Religion
- Affiliation: Georgian Orthodox
- Province: Abkhazia
- Ecclesiastical or organizational status: ruins

Location
- Location: Bombora, Gudauta Municipality, Abkhazia, Georgia
- Interactive map of Likhni Church Aba-Ata ლიხნის ეკლესია აბა-ათა (in Georgian) Лыхнытәи ауахәама Абаҭаа (in Abkhaz)
- Coordinates: 43°07′21″N 40°37′35″E﻿ / ﻿43.12250°N 40.62639°E

Architecture
- Type: Church
- Completed: High Middle Ages

= Likhni Church Aba-Ata =

Church in Lykhny, Autonomous Republic of Abkhazia, Georgia

Likhni Church “Aba-Ata” (ლიხნის ეკლესია აბა-ათა, Лыхнытәи ауахәама Абаҭаа) is a church in the village of Lykhny, Gudauta Municipality, Autonomous Republic of Abkhazia, Georgia.

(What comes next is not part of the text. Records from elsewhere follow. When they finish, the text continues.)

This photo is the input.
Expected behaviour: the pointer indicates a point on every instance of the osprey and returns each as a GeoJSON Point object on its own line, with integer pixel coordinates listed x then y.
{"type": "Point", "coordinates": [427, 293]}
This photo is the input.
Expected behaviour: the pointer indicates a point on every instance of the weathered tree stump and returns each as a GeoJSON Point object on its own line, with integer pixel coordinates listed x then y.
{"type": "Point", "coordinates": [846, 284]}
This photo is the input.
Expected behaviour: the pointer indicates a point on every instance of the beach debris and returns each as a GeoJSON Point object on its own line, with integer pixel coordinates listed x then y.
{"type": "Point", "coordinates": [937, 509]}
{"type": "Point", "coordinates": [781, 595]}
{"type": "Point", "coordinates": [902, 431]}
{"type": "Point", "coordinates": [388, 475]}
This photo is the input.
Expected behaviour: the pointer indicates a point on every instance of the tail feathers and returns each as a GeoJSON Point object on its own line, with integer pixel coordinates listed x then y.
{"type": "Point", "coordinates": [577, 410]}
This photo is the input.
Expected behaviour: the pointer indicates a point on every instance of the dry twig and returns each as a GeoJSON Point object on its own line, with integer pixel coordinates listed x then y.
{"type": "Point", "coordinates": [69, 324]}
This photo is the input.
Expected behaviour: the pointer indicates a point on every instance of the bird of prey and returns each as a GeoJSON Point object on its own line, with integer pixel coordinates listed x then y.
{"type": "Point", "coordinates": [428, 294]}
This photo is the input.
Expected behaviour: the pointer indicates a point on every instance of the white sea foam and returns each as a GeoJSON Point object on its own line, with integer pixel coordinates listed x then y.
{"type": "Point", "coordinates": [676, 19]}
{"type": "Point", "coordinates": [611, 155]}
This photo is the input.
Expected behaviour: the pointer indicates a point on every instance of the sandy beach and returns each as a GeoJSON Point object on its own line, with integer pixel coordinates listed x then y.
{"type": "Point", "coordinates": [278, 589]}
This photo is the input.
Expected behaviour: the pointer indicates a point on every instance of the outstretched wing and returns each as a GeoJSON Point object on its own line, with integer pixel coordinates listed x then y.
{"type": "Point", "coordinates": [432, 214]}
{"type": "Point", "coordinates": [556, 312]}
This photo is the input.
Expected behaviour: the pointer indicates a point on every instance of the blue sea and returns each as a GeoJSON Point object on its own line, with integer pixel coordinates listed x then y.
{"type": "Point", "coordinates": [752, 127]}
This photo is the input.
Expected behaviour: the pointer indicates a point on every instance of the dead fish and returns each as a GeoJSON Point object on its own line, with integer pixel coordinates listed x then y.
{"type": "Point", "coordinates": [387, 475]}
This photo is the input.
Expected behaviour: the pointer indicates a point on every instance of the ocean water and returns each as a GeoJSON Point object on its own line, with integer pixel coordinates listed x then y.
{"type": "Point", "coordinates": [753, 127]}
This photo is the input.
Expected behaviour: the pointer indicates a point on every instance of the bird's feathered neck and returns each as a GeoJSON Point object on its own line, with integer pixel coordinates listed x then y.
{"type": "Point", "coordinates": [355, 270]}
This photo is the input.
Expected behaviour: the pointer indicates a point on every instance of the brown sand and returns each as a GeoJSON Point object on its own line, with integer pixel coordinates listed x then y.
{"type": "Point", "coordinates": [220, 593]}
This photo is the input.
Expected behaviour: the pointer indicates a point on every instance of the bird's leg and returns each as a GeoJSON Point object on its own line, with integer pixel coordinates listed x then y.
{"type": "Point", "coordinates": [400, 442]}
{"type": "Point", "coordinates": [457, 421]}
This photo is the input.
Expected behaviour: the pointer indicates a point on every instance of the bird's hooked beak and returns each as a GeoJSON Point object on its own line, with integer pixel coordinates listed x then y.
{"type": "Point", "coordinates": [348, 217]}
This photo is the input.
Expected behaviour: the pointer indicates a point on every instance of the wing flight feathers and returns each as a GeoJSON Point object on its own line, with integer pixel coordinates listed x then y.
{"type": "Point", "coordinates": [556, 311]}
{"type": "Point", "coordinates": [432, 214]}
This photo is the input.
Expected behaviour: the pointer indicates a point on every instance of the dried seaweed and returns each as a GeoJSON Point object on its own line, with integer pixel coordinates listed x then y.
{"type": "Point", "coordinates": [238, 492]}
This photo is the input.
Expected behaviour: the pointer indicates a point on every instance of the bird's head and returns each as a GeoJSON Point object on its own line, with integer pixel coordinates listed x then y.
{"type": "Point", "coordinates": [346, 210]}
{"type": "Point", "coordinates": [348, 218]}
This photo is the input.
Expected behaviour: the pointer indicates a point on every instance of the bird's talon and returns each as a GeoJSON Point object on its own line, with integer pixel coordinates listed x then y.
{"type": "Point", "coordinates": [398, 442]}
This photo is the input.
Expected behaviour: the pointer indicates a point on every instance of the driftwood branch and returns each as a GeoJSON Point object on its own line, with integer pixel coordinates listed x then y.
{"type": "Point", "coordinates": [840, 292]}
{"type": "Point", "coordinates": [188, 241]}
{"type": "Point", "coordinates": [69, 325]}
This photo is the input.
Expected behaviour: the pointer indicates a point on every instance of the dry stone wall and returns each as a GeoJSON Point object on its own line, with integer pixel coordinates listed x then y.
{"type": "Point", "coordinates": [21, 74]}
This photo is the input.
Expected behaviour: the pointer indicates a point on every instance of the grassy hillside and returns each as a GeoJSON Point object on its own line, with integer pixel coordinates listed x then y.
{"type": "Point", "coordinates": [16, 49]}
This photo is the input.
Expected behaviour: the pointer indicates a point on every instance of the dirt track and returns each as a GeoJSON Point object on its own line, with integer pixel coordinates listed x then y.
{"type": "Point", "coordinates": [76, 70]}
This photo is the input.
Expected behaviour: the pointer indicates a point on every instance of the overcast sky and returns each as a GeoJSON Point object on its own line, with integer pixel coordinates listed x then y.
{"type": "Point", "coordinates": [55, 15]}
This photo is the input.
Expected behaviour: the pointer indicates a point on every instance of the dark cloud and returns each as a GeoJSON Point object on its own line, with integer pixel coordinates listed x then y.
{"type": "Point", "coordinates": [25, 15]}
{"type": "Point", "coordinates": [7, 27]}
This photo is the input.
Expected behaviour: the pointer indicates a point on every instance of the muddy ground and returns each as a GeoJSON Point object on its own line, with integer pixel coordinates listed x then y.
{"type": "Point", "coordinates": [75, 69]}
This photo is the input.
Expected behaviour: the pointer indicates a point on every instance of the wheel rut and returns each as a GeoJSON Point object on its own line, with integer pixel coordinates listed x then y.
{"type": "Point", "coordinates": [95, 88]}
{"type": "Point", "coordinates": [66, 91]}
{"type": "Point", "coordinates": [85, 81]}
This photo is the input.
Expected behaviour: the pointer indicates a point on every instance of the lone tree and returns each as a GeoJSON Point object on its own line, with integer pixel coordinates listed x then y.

The church was built in the High Middle Ages. The church walls are in a heavy physical condition and need urgent conservation.
The church was awarded the category of a real cultural monument of national importance on November 7, 2006, by a decree of the President of Georgia.